Key Takeaways
- Citi maintains its S&P 500 year-end forecast at 7,700 amid escalating market uncertainties
- Projected 2026 index earnings of $320 per share now appear understated following strong Q4 results
- Iran-related geopolitical tensions represent the most pressing near-term challenge
- Additional concerns include artificial intelligence disruption, private credit vulnerabilities, and trade policy volatility
- The benchmark index has retreated roughly 6.7% since January, trading around 6,417
Despite an expanding array of market challenges threatening what the investment bank characterizes as an ideal economic backdrop, Citi continues to stand behind its S&P 500 year-end projection of 7,700.
This outlook hinges on anticipated per-share earnings of $320 for 2026. While this figure appeared optimistic earlier in the year, Citi now characterizes it as cautious following robust fourth-quarter corporate results that pushed 2025 full-year earnings to approximately $276.
Street-level bottom-up consensus estimates have already climbed to $321.3, marginally surpassing Citi’s projection.
The financial institution has outlined two additional potential paths forward. An optimistic scenario pegs the index at 8,300, assuming accelerated earnings expansion and multiple expansion. Conversely, a pessimistic outlook places it at 5,700, reflecting deteriorating fundamentals and compressed valuations.
With the S&P 500 currently hovering around 6,417, reaching the primary target would necessitate approximately 20% appreciation from present levels.
The benchmark has declined roughly 6.7% since the start of the year, as technology giants surrendered a substantial portion of their previous year’s advances.

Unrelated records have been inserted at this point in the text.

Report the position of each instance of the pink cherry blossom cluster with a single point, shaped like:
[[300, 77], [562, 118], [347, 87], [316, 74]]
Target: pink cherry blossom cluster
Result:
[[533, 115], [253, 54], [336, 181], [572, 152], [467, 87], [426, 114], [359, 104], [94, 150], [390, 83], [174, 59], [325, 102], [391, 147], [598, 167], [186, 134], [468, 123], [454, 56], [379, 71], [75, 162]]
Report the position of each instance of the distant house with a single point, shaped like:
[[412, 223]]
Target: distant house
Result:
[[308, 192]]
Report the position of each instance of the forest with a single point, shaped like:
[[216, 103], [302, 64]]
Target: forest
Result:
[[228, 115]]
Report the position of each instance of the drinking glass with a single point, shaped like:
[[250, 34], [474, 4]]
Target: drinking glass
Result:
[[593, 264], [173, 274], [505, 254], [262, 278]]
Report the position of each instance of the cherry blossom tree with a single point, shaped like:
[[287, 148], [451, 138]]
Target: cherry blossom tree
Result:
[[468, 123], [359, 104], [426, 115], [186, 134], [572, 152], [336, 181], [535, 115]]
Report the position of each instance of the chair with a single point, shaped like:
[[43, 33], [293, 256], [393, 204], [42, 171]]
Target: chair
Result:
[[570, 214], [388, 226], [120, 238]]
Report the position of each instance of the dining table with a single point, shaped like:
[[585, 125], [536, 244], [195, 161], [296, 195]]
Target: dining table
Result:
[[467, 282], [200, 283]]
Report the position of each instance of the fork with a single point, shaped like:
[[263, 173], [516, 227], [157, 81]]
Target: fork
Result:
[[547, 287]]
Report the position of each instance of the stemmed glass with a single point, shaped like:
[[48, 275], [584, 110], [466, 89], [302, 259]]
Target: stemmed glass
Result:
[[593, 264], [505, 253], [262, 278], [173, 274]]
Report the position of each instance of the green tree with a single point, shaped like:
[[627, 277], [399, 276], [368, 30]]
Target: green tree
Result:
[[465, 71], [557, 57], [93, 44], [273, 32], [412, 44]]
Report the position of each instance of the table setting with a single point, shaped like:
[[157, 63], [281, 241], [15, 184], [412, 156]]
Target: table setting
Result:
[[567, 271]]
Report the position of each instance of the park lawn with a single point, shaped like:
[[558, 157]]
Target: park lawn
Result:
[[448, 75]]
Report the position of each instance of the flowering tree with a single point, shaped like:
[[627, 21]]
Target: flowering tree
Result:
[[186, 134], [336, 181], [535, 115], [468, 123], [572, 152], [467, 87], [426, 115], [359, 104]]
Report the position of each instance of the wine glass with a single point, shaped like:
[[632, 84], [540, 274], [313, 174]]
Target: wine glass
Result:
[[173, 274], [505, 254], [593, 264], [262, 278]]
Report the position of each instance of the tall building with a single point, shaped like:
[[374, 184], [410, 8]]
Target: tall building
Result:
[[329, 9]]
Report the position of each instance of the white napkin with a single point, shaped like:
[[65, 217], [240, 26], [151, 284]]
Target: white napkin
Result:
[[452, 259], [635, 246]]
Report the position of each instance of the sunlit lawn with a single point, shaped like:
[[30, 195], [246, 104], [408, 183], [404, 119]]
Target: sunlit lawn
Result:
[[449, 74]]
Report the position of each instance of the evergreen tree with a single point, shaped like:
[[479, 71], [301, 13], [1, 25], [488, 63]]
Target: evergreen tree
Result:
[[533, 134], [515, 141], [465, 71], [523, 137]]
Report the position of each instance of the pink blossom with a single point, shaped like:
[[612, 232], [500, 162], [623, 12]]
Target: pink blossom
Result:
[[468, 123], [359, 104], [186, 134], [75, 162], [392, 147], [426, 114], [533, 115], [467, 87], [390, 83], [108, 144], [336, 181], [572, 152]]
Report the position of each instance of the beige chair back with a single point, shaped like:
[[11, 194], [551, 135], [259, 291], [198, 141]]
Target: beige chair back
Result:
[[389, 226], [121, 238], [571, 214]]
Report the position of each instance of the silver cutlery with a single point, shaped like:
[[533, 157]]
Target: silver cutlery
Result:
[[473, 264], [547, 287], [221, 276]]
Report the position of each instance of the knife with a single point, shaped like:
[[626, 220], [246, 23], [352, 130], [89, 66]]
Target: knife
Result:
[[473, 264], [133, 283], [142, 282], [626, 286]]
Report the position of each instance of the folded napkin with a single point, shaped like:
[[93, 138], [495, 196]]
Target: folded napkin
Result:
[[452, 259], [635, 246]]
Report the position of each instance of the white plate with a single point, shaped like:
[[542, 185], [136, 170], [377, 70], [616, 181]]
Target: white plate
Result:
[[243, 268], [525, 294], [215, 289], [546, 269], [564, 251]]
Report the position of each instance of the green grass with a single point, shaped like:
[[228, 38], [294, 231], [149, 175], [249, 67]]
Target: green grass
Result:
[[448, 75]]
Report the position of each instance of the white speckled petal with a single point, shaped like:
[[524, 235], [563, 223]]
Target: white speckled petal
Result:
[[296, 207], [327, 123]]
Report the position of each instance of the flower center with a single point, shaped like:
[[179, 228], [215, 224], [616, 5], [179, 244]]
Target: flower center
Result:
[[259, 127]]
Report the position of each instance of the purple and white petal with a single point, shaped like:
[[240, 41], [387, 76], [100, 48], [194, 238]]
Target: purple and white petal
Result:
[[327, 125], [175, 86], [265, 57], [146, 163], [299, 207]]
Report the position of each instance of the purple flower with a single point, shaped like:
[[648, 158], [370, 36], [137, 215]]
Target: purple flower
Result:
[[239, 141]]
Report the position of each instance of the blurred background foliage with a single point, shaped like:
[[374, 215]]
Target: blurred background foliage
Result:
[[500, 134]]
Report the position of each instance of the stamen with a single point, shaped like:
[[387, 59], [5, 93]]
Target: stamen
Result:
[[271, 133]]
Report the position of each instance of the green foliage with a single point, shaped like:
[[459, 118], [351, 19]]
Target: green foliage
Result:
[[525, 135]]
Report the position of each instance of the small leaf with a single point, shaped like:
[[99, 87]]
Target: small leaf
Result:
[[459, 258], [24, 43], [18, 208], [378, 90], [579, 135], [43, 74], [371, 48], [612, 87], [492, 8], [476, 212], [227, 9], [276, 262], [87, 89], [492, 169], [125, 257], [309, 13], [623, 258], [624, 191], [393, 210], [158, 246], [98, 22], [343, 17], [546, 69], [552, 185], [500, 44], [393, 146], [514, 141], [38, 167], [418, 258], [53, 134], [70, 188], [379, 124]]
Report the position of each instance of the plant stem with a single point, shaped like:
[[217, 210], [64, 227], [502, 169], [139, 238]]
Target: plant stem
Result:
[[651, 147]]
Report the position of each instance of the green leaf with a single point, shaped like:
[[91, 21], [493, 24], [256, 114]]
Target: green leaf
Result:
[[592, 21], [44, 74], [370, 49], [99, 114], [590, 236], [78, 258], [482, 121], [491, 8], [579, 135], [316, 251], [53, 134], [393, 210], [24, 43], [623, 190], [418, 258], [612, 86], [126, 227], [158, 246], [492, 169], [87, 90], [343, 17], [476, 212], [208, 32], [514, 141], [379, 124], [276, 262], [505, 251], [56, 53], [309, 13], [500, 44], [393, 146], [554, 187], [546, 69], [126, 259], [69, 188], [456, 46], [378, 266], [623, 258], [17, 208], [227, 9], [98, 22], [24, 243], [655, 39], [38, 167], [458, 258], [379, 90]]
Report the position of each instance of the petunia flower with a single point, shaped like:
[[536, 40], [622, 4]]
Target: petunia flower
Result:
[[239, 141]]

Global Tensions and Economic Uncertainties
Citi’s equity strategy team, headed by Scott Chronert, identified escalating tensions with Iran as the most immediate challenge facing markets. Extended conflict driving energy prices higher could suppress household consumption and negate potential fiscal stimulus benefits.
The analysts additionally highlighted threats stemming from transformative AI technology, stress signals within private credit sectors, and continued ambiguity surrounding international trade frameworks and protective tariffs.
Nevertheless, Citi emphasized its decision to leave projections unchanged for the present. “We maintain our full year targets for now,” the institution confirmed.
From a macroeconomic perspective, Citi’s economic research division anticipates the Federal Reserve will implement three quarter-point rate reductions between June and September, positioning the federal funds rate in the 2.75–3.0% corridor by December.
Economic expansion is projected to gain momentum on an annual basis before moderating during the latter half of the year.
Corporate Profits and Index Composition
The Information Technology sector leads all industries in upward earnings adjustments, with 2026 projections climbing more than 11% since the beginning of January.
The Elite 8 mega-capitalization technology companies continue to account for the majority of S&P 500 earnings revision momentum. However, Citi observes that the remaining constituents are now playing an increasingly meaningful role.
The 492 companies outside this elite group are projected to deliver earnings growth in the low double digits for 2026, following their emergence from an earnings contraction during 2024.
Since January, the Elite 8 have declined approximately 10% while the broader benchmark has registered modest positive performance. This represents a significant departure from 2025’s pattern, when mega-cap technology stocks generated returns near 25% compared to 14% for the remaining market.
Smaller-capitalization and mid-tier indices have demonstrated superior resilience, advancing more than 3% and 4% respectively in 2026.
Citi’s proprietary Levkovich sentiment gauge has shifted toward the upper boundary of neutral territory.
The S&P 500 currently trades near 6,417, representing a decline of approximately 6.7% year-to-date.